Не плачь, я больше не буду упрекать. Расскажу только одну быль, которую услышал совсем недавно от матери. Да, да, от моей старой матери, которая еще и теперь плачет при воспоминании о давно умершем муже. В ее комнате висит небольшой портрет красивой женщины. Это любимая женщина моего отца.

Тяжело пережив неразделенную любовь, отец покинул те места, где каждый предмет напоминал о ней, осел в глухом горном селе, учительствовал там, а со временем и женился. С собою он взял только ее фотографию.

Однажды мама застала отца склоненным над столом. Он так углубился в свои мысли, что не услышал, как она подошла к нему. Она хотела закрыть ему ладонями глаза и по-детски спросить: «А кто это?» — но вдруг увидела фото красивой женщины и слезы… слезы на глазах мужа.

Отец смутился, попытался незаметно спрятать фотографию в карман и пожаловался на головную боль. Но тут же почувствовал, как наивно звучит эта неправда. Рассказал все жене и отдал ей в руки свою святыню.

Мать молчала весь вечер. На другой день, вернувшись с работы, отец увидел над своим столиком фотографию. Это было сверх его ожидания. Он снял со стены фотографию и хотел бросить в печь, но мать остановила его:

— Фотография сгорит, но сгорит ли она в сердце?

— А как же иначе?

— Нет. Пусть висит. Придет время — снимешь…

Отец снял фото через многие годы. Снял, будто ненароком, перед побелкой и больше его не вывешивал.

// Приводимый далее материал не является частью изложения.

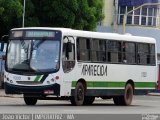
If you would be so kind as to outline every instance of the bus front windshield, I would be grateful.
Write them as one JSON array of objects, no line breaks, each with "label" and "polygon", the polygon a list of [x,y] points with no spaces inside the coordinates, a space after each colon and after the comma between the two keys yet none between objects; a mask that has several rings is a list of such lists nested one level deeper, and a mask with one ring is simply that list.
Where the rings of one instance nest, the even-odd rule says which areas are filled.
[{"label": "bus front windshield", "polygon": [[9,71],[55,72],[59,69],[60,41],[11,40],[7,52]]}]

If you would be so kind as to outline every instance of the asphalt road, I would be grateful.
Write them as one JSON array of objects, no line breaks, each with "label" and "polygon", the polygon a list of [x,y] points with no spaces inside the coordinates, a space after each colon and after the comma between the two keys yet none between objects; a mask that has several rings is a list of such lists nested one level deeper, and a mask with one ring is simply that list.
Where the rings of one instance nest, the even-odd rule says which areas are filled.
[{"label": "asphalt road", "polygon": [[131,106],[116,106],[112,100],[96,99],[90,106],[72,106],[70,101],[39,100],[25,105],[21,96],[1,96],[0,113],[19,114],[160,114],[160,96],[134,96]]}]

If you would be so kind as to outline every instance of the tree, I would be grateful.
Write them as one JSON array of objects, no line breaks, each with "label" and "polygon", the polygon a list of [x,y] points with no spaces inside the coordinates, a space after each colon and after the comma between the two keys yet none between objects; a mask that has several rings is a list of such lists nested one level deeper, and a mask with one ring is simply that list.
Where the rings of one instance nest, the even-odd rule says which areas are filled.
[{"label": "tree", "polygon": [[20,0],[0,0],[0,36],[8,34],[14,27],[20,27],[22,12]]},{"label": "tree", "polygon": [[102,0],[27,0],[27,2],[26,26],[94,30],[97,22],[103,19]]}]

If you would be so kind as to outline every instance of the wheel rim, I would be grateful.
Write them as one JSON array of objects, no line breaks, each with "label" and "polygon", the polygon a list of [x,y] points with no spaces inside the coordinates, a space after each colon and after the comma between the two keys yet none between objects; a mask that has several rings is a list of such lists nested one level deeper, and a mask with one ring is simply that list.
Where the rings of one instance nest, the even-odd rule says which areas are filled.
[{"label": "wheel rim", "polygon": [[131,104],[132,102],[132,97],[133,97],[133,90],[131,87],[129,87],[127,90],[126,90],[126,103],[127,105]]},{"label": "wheel rim", "polygon": [[81,101],[81,100],[83,100],[83,98],[84,98],[83,89],[82,89],[82,88],[79,88],[79,89],[77,90],[77,100],[78,100],[78,101]]}]

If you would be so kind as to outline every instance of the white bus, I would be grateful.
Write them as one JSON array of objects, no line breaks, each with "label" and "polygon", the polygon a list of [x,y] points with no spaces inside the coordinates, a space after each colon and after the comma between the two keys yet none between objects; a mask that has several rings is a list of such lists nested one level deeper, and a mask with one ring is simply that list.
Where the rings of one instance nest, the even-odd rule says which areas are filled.
[{"label": "white bus", "polygon": [[[130,105],[157,86],[153,38],[67,28],[16,28],[9,34],[6,94],[92,104],[95,97]],[[52,97],[53,96],[53,97]]]}]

А после смерти отца мать достала из сундучка пожелтевшую фотографию незнакомой женщины, вечно молодой и красивой соперницы, вытерла ее и вновь повесила на стену над столиком отца. Это была память о начале полного ее семейного счастья, доверия, взаимного понимания.

Тополиная метель - i_010.png

Ты еще никогда так не говорил со мною… Почему ты всегда был молчалив и этим разжигал мою ревность? Прости меня… Нет, даже прощения не могу просить у тебя сейчас… Я поняла, что любовь — это негаснущее чувство. Родившись однажды в сердце человека, оно не уходит, оно живет, светит и излучает теплоту. Мне горько, что я порвала фотокарточку. Не слишком ли это дорогая плата за то, что я почувствовала себя счастливой?

1958

Новогодний бокал за счастье

Тополиная метель - i_005.png

За окном кружатся пушинки снега. Летят в неведомую темень, шелестят по карнизам, тихо целуют стекла и тают…

В комнате один Тарас. Восемь коек нетронутыми, немятыми стоят до самого утра. Потому что сегодня Новый год и хлопцы встречают его в женском общежитии.

На тумбочке возле Тарасовой койки — раскрытое письмо. «Приезжай сегодня, — просит Оля, — хоть один раз отпразднуем вместе. Я хочу выпить с тобой за счастье».

— За счастье… Не могу… Я уже выпил за него давно.

Уткнулся лицом в подушку, чтобы не видеть письма. Его принесли перед обедом, но еще и сейчас, за два часа до отхода поезда, Тарас не знает, поедет он или нет.

Новый год… С самого утра идет густой снег, мягко ложится на землю. С самого утра летят мысли по заметенным тропинкам в далекое прошлое. Хоть бы метель или буран поднялся, что ли, — так нет, такой же легкий и густой снег, как тогда… Не снег — незабываемая нежная мелодия, не снег, а терпкое, припорошенное пылью времени воспоминание.

Был когда-то такой же новогодний вечер. Оркестр играл вальс. В вестибюле много девушек — знакомых и незнакомых, у всех на лицах радость, а в волосах звезды. Он ходил меж колоннами, искал. Ее нет. А других не замечал. Хотелось уйти отсюда прочь.

Вдруг увидел: светлые глаза, завитушки русых волос, спадающих на лоб, розовое платье — все это промелькнуло в вихре вальса.

Окончился вальс. Замечтавшаяся, свежая, как лепесток пиона, стоит Неля одна, будто ждет кого-то… Кого же?